Gemini 3.5 Flash
Frontier performance for agents and coding, at Flash speed.
Gemini 3.5 Flash is Google’s latest fast model in the Gemini 3 family. It pairs frontier-level reasoning with Flash-level latency and cost, and is designed for agentic workflows, iterative coding, and long-horizon multi-step tasks.
It understands text, images, audio, code, and video, and works well for both real-time interactive apps and high-volume production pipelines.
What’s new vs Gemini 3 Flash
- 42% better long-range, multi-turn performance on Armadin’s cyber benchmark, with 72% fewer tokens used.
- +19.6% on Box’s enterprise work evaluation vs Gemini 3 Flash.
- +10–20% on low-reasoning coding tasks vs the previous Flash generation.
- Coding and reasoning quality close to Gemini Pro, while keeping Flash’s speed and cost profile.
Benchmarks
Gemini 3.5 Flash leads or matches frontier models across a wide range of evaluations:
| Benchmark | Gemini 3.5 Flash | Gemini 3 Flash |
|---|---|---|
| Terminal-bench 2.1 (agentic terminal coding) | 76.2% | 58.0% |
| SWE-Bench Pro (Public) | 55.1% | 49.6% |
| MCP Atlas (multi-step MCP workflows) | 83.6% | 62.0% |
| Toolathlon (general tool use) | 56.5% | 49.4% |
| OSWorld-Verified (agentic computer use) | 78.4% | 65.1% |
| Finance Agent v2 | 57.9% | 42.6% |
| CharXiv Reasoning | 84.2% | 80.3% |
| MMMU-Pro (multimodal) | 83.6% | 81.2% |
| Humanity’s Last Exam | 40.2% | 33.7% |
| ARC-AGI-2 | 72.1% | 33.6% |
| MRCR v2 (128k long context) | 77.3% | 67.2% |
What it’s good at
- Agentic coding — terminal use, multi-step tool calls, long-running tasks.

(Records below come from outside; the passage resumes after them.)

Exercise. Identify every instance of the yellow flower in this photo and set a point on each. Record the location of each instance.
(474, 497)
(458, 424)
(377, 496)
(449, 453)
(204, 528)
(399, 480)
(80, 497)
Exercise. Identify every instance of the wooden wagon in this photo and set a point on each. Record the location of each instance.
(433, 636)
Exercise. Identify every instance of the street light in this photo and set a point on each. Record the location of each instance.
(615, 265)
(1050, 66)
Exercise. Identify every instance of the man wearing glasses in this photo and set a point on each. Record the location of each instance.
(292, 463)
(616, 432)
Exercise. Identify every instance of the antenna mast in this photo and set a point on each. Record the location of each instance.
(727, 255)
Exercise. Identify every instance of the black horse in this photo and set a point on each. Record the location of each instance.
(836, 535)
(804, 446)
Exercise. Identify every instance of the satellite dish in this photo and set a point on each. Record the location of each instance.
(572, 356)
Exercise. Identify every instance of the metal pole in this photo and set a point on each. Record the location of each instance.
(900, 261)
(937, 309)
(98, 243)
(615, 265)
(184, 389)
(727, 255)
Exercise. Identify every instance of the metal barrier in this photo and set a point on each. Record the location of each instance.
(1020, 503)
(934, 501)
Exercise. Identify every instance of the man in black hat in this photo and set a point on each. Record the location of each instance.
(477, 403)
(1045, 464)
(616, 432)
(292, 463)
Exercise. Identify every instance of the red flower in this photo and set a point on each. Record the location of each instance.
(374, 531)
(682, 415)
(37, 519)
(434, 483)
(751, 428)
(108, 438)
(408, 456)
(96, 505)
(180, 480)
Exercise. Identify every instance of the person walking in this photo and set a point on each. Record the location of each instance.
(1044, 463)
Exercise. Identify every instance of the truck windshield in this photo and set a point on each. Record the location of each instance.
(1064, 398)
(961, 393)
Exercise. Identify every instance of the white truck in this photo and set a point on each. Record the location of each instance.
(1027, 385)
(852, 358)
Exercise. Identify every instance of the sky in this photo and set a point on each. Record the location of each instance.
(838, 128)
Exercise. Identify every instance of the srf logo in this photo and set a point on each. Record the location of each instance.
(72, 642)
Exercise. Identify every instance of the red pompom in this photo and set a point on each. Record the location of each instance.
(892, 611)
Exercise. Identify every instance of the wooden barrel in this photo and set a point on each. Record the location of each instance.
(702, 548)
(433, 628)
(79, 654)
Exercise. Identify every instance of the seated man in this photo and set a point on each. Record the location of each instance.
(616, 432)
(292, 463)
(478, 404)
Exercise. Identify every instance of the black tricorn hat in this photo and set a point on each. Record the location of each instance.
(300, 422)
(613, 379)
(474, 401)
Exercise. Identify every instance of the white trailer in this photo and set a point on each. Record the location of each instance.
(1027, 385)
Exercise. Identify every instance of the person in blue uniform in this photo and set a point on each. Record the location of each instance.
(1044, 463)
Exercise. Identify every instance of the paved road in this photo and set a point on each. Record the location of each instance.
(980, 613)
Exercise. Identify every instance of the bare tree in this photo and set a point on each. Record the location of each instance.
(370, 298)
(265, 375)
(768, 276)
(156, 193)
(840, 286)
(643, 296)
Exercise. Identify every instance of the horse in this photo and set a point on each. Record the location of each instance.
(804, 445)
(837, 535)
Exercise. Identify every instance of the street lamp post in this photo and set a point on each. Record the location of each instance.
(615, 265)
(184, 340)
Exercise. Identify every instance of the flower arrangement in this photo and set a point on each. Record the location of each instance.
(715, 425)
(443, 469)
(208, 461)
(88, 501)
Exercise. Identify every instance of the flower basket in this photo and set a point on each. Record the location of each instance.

- Multimodal reasoning — synthesize information from charts, screenshots, and documents.
- Long-context tasks — strong recall and reasoning across 128k+ token inputs.
- High-volume workflows — extraction, classification, moderation, translation at scale.
- Interactive apps — low latency makes it a good fit for assistants, in-app agents, and live tools.
Inputs
prompt— the text prompt to send to the model.images— up to 10 images (each up to 7 MB).videos— up to 10 videos (each up to 45 minutes).audio— a single audio file (up to 8.4 hours).system_instruction— optional system prompt to steer behavior.thinking_level—none,low, orhigh. Controls how much the model reasons before answering. Higher levels improve quality on hard problems at the cost of latency.temperature,top_p,max_output_tokens— standard sampling controls.
Pricing
| Token type | Price |
|---|---|
| Input tokens | $1.50 / 1M |
| Output tokens | $9.00 / 1M |
You only pay for the tokens you use. There’s no charge for cold starts or idle time.